The decision-makers behind Saturday Night Live decided on Saturday to pare things back in light of spiking COVID-19 cases and the arrival of the omicron variant. At first, that meant no studio guests. Then musical guest Charli XCX’s planned performance got shut down.
When the show finally aired at 11:30 p.m. ET, the house band consisted of only one tenor sax and one piano, and the celebrity guest who swooped onto the stage from the back of the set was Tom Hanks instead of Paul Rudd, the night’s host.

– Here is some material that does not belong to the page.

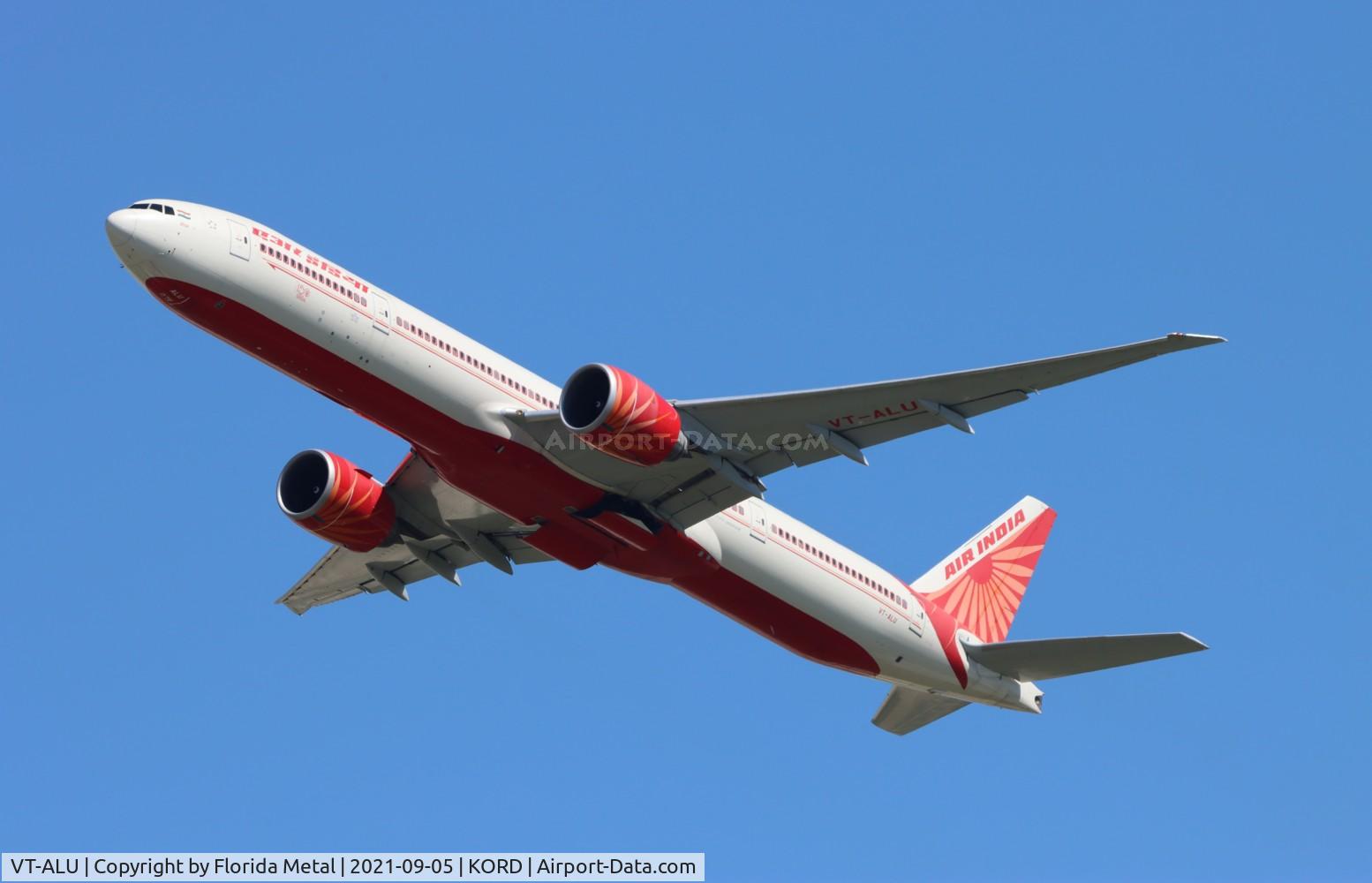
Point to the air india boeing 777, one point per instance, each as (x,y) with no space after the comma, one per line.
(509,469)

Hanks was probably meant to participate in the night’s festivities anyway, since Rudd was set to join SNL‘s illustrious “five-timers” club as one of the few to achieve a hosting five-peat. But Hanks also previously stepped up to help SNL with the show’s first at-home episode of 2020, so there was a sort of poetic justice to him starting things off as COVID once again loomed large over the production.
As opening monologue bits go, the celeb-filled stage made the most of their opportunity. Hanks was soon joined by fellow five-timer Tina Fey — with both wearing luxurious smoking jackets bearing a shield-shaped “5” patch — and together they welcomed a smiling, “extremely disappointed” Rudd to join them. Moments later, Kenan Thompson, SNL‘s longest-tenured comic, stepped out to welcome Rudd and hand him a five-timers smoking jacket of his own.
It’s a weird, awkward, sincere, wholesome, and — thanks to the antics of Steve Martin and Martin Short, who appeared in a video call — ever-so-slightly spicy kickoff to an outside-the-norm SNL. A little piece of TV history being made before your very eyes.